I don’t make much money with them because I don’t charge by the hour, no car-fare. No lunch for sure. I really work hard. But I sit around a lot, stay very late. I smoke and read the New York Times, porno books, How to Build a Patio Roof. Mostly I just look out the window at the house next door where we used to live. 2129-1/2 Russell Street. I look at the tree that grows wooden pears Ter used to shoot at. The wooden fence glistens with BBs. The BEKINS sign that lit our bed at night. I miss Ter and I smoke. You can’t hear the trains during the day.
40–TELEGRAPH. MILLHAVEN CONVALESCENT HOME. Four old women in wheel chairs staring filmily out into the street. Behind them, at the nurses’ station, a beautiful black girl dances to “I Shot the Sheriff.” The music is loud, even to me, but the old women can’t hear it at all. Beneath them, on the sidewalk, is a crude sign: “TUMOR INSTITUTE 1:30.”

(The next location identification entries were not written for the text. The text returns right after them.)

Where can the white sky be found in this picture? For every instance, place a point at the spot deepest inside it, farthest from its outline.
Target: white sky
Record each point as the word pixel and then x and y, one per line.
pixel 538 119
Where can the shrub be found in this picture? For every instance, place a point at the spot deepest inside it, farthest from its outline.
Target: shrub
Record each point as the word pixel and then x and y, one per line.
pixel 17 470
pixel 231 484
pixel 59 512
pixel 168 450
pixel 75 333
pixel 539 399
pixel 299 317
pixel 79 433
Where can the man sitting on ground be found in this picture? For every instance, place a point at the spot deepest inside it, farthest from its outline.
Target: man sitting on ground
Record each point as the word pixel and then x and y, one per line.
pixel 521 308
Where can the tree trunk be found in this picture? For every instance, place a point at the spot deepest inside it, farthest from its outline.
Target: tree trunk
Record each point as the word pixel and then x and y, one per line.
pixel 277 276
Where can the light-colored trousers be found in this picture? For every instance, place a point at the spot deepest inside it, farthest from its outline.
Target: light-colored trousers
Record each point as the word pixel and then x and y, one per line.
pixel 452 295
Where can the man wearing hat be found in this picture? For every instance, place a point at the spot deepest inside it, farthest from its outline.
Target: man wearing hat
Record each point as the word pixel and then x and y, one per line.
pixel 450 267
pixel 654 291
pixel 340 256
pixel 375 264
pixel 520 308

The bus is late. Cars drive by. Rich people in cars never look at people on the street, at all. Poor ones always do… in fact it sometimes seems they’re just driving around, looking at people on the street. I’ve done that. Poor people wait a lot. Welfare, unemployment lines, laundromats, phone booths, emergency rooms, jails, etc.
As everyone waited for the 40 we looked into the window of MILL AND ADDIE’S LAUNDRY. Mill was born in a mill in Georgia. He was lying down across five washing machines, installing a huge TV set above them. Addie made silly pantomimes for us, how the TV would never hold up. Passers-by stopped to join us watching Mill. All of us were reflected in the television, like a Man on the Street show.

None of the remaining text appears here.